How can all insurance companies claim they can save you money?
August 15, 2011
You’ve seen the adverts, they all follow a similar script
Drivers who switch from insurance company x to insurance company y save on average ??? dollars. Then insurance company y also claim that if you switch to them from company x you save about the same so how is this possible?
Here’s an example of how this works
100 customers of company x call company y for an insurance quote, half the quotes are higher and half are lower. The half for whom the quote is higher say no thanks, the half that get a lower quote say yes (possibly…)
Note the advert said that customers who switch to them save on average…, not customers who call them save on average…
The fact is that on average, company x and company y charge around the same though it will vary depending on various attributes.
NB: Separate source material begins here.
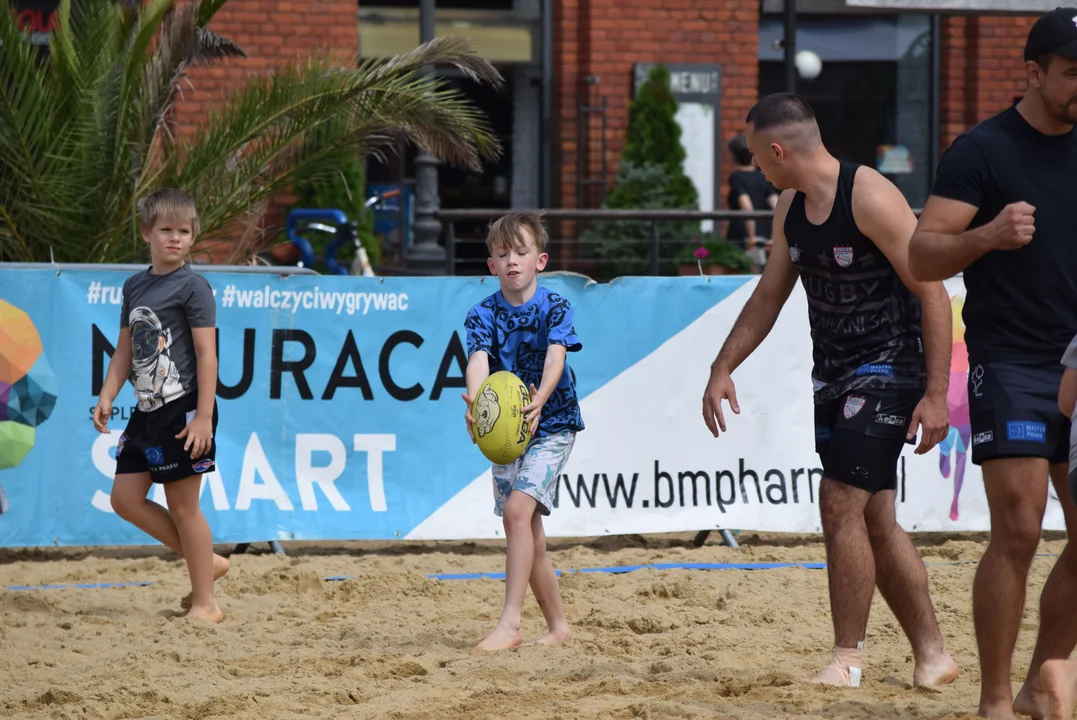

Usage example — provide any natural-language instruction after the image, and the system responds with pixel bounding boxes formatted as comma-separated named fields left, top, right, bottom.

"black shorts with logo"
left=115, top=391, right=218, bottom=484
left=967, top=361, right=1069, bottom=466
left=814, top=389, right=921, bottom=494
All the advert is telling you is that it’s worthwhile shopping around, they just twist that to make themselves sound cheaper.
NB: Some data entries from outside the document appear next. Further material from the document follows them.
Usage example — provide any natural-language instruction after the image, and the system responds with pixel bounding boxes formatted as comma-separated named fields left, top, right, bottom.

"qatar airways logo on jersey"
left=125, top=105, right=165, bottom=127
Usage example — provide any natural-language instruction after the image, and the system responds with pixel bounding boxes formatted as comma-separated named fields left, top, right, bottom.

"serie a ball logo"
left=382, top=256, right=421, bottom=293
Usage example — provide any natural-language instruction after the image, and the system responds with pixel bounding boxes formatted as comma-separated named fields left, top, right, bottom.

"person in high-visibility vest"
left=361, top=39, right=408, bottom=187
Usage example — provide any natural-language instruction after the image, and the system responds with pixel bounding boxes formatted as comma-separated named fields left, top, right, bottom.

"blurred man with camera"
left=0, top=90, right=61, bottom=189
Earlier I noted that if the quote is lower the customer will only switch sometimes, the reason for this is that if you are told you will save $5 per year, do you go through the trouble of switching providers? probably not.
So now there is a new variable, how much cheaper does the quote have to be for you to be persuaded to switch? Would you switch from Geico to a lesser known provider for less than $100?
So if the ad says drivers who switch from State Farm save on average $400 and drivers who switch from Geico save $350, does this mean Geico is on average cheaper than State Farm or that Geico customers will switch for less?